Search code examples
c++network-programmingdpdkpcapplusplus

Load balancing in PCPP and DPDK


I’ve been trying to load balance the received packets across multiple physical rx queues (4 queues). I assigned a core to each queue in order to receive packets from it. After using DPDK’s implementation of getting statistics to check which queues got the packets, I see that only one queue is receiving all packets. I tried using RSS for load balancing, but in my case almost every header in each packet I receive is the same - the only difference is the payload. My questions are:

  1. Is there a way to use RSS and hash according to the payload’s data?
  2. Is there any way to do a simple round robin based packet distribution to each rx queue? For example if i get 16 packets they will be distributed evenly across all 4 queues.

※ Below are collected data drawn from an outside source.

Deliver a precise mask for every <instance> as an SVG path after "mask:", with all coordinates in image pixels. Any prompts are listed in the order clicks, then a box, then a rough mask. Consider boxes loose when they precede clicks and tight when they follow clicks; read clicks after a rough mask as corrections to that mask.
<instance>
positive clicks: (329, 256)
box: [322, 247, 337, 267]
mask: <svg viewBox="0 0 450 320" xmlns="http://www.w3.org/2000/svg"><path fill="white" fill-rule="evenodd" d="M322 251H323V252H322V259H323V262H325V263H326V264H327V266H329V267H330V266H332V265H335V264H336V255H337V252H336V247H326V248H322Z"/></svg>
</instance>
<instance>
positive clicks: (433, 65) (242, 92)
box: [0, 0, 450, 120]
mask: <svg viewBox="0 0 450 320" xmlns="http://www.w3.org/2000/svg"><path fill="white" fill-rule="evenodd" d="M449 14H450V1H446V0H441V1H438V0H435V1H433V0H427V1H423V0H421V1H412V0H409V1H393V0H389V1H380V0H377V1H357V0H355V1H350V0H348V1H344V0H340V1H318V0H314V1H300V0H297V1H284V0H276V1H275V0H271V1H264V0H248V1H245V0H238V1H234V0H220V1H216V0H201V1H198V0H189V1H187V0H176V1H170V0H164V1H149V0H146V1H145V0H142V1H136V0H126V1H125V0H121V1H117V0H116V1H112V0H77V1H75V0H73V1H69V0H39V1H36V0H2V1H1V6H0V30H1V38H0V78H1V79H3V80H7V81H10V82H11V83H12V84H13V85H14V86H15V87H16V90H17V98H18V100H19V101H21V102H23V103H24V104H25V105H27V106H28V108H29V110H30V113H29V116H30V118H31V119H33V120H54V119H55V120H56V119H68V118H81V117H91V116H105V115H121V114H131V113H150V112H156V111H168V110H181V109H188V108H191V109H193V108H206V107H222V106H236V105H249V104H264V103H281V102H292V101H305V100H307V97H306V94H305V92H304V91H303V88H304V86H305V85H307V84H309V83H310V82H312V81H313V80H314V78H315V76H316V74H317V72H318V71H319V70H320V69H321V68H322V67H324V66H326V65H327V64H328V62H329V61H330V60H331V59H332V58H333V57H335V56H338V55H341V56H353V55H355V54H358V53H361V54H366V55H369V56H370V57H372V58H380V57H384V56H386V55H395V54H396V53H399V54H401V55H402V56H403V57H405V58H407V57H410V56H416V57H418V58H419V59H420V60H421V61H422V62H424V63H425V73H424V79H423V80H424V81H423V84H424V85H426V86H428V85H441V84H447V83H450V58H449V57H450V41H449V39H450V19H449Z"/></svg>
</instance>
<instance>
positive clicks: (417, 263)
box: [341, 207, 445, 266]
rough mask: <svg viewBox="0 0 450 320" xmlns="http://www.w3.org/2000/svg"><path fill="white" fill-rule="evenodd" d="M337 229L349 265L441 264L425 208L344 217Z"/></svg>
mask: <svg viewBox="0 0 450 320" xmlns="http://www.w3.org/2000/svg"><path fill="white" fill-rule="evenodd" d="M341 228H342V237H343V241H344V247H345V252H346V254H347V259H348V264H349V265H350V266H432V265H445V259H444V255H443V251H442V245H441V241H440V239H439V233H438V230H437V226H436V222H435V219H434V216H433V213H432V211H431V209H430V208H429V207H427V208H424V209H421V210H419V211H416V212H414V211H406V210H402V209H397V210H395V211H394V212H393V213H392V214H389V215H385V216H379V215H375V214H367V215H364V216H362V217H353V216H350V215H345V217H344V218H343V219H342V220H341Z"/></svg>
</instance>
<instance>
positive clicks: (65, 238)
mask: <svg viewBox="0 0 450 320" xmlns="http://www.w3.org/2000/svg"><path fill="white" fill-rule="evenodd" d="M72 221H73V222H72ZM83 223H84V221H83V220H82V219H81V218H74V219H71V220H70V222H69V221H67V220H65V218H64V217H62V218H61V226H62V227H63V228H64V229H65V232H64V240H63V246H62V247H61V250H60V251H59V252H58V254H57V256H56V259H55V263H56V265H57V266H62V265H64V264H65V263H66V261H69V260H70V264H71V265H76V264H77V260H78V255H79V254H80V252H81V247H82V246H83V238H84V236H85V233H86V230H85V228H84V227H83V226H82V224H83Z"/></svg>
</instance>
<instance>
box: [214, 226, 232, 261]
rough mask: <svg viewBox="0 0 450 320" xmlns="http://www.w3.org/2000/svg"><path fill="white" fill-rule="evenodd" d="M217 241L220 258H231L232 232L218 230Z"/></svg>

(Edit) Since i didn’t provide any additional information about my use case (my fault) I’ll elaborate - To provide some additional context:

  • NIC Details: I am using an LX2160A board with the DPAA2 architecture. The maximum supported hash function representation in my case is 0xFFFF (according to dpdk’s api), indicating that I cannot use RSS_PORT (0x10000 representation) as a hash function for load balancing.
  • Packet Structure: The packets I am working with have mostly identical headers; the differences lie in the payload. This makes traditional RSS hash configurations (like L3/L4 hashing) ineffective for my use case, the only difference sometimes can be the destination port.
  • RSS Inputs: I’ve looked into the use of RTE_ETH_RSS_L2_PAYLOAD, but it’s unclear whether DPAA2 architecture supports using payload data for RSS input. I could not find specific documentation about extending RSS with payload hashing for this NIC.

Given these constraints:

  • Dynamic Firmware Profiles: Are there vendor-provided dynamic firmware profiles for the DPAA2 that might enable payload-based RSS or additional RSS configuration options? If so, where could I find the relevant documentation or bindings in DPDK?
  • IPv4 Checksum Hashing: My NIC supports 0xFFFF hash functions, but I am not sure whether RTE_ETH_RSS_IPV4_CHKSUM is usable in this setup. Has anyone had success with this on DPAA2 NICs?
  • Round-Robin Distribution: Since RSS alone doesn’t seem sufficient, does DPAA2 provide a hardware-based mechanism for round-robin packet distribution? If not, is there an efficient software-based way to achieve this within DPDK while maintaining low latency?

Finally, if tweaking the packet generator to randomize L4 source ports is a viable option, could you recommend tools or methods for achieving this effectively?

I’ll add that in my case I don’t care what destination IP every packet holds, maybe this can be a viable option to use for hashing?


Solution

  • For the NIC/platform in question, the list of supported RSS hash functions can be found in the driver code. RTE_ETH_RSS_IPV4_CHKSUM is not there. With regard to dynamic firmware profiles, the example in the original answer referred to a very specific NIC vendor, which is different from the one listed in the edit. And I'm afraid the question of whether the latter can support similar packet parsing extensions belongs in a customer care ticket. And so does the question about support for round-robin distribution. Though, it is a common observation that vendors deem this an impractical thing to support, — round-robin distribution of connection-based streams leads to packets of the same stream landing different queues, which is bad for performance as same-connection packets are meant to be processed by the same queue/core/worker in a typical use case.

    Other than that, the edited question remains rather vague on the packet structure, — which precise headers are present, which fields are constants and which can change and so on. And it is still unclear who generates the traffic in the first place and whether the OP keeps control of how the packets are constructed. If they do, then it is up to them (and not to some third-party tools) to directly alter the way packets are constructed to have, for example, L4 source port numbers randomised.